CONTEXT | UPND’s Communication Problem Amidst Crisis
UPND has a power problem. It also has a message problem. The Chingola incident exposed both. When stones flew toward the President in Chiwempala, the first instinct from party voices was not to wait for a consolidated security brief. It was to talk. Father Frank Bwalya issued a partisan statement that sat awkwardly beside the later, more detailed police report on riot and arson.
Media Director Mark Simuuwe also moved quickly with language that appeared to minimise the scale of the violence, even as videos and still images showed the presidential convoy being targeted and state property torched. The result was confusion. Citizens were left to choose between optics on their phones and fragmented narratives from people who sounded more political than professional.
This is not an isolated episode. UPND has carried into government the habits of a party that spent two decades in opposition. Many senior figures still behave as if they are activists trying to break through an unfriendly media ecosystem. They rush to social platforms, offer personal spin, and often pre-empt formal institutions.

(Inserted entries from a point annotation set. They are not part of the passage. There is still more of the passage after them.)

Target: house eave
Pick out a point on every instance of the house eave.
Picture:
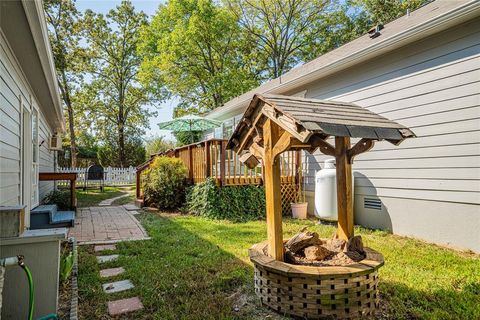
(306, 74)
(38, 27)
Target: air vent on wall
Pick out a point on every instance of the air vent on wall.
(371, 203)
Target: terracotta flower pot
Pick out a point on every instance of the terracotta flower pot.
(299, 210)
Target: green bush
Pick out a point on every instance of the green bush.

Law enforcement agencies are now on the ground in Chingola, making arrests and reconstructing events. But parallel commentary from party officials and aligned tabloids continues to drip out, sometimes with partial facts, sometimes with speculation. That pattern undermines the credibility of investigators and erodes public trust in official outcomes.
The problem is structural. Almost everyone behaves like a spokesperson. Provincial leaders, constituency officials, presidential aides, and allied influencers all feel licensed to speak for the party and, by extension, for the state. There is no clear hierarchy of voice in moments of crisis. When Obvious Mwaliteta suggested that the party might provide its own security for the President, it raised a simple question in many minds. Is the state failing, or are politicians encroaching on the work of trained professionals. The line between party structures and national institutions starts to blur.
The energy crisis has made this communication gap even sharper. Load shedding linked to drought and reduced hydropower generation has crushed small businesses and reshaped the urban mood. Regional climate data and government statements point to a severe reduction in water levels at major reservoirs, including Kariba, with direct impact on power production. Yet the public conversation is dominated less by clear, repeated explanations and more by defensive talking points.
Citizens hear accusations that power is being exported while they receive only a few hours of electricity. Technical clarifications arrive late, or in language that feels remote from lived experience. In that vacuum, anger becomes the loudest interpreter.
Yesterday’s meeting between President Hichilema and Aliko Dangote at State House captured this dynamic. Dangote reportedly told the President that once electricity is available, there will be less need to talk during campaigns. The remark, whether intended as practical advice or blunt assessment, has been seized by the opposition as proof that even friendly investors think the government is failing.
Social media excerpts have been cut and shared without context. UPND media structures have not managed to frame the encounter as part of a broader push for energy investment and industrial policy. Instead, they are again reacting to narratives set by critics.
At the core is a simple failure to understand sequencing. In modern politics, whoever speaks first with clarity usually defines the story. In Chingola, the first coherent account that many people believed came from raw footage and opposition commentary, not from the state.
On the energy crisis, the most memorable lines are coming from frustrated entrepreneurs, opposition leaders, and viral posts, not from a disciplined government message that joins drought, reform, and future investment into one story. Even where facts favour government, the presentation often feels defensive, technical, or disjointed.
UPND can fix this, but not without discipline. It needs fewer public voices and clearer roles. Security incidents should be fronted by the police and relevant ministers, not by a chorus of party surrogates. Economic and energy updates should come from the President, the Finance Minister, and sector technocrats, supported by simple explainer material. Party-aligned tabloids and influencers will always exist, but they should echo a central line, not invent their own. The goal is not silence. It is coherence.
Until that shift happens, UPND will keep fighting the same battle on two fronts. On one side, structural problems such as drought, power shortages, and high prices. On the other, self-inflicted wounds from a communication culture that talks too fast, contradicts itself, and leaves space for opponents to set the mood.
The opposition understands narrative power. The ruling party still behaves like an opposition movement that has accidentally captured the state.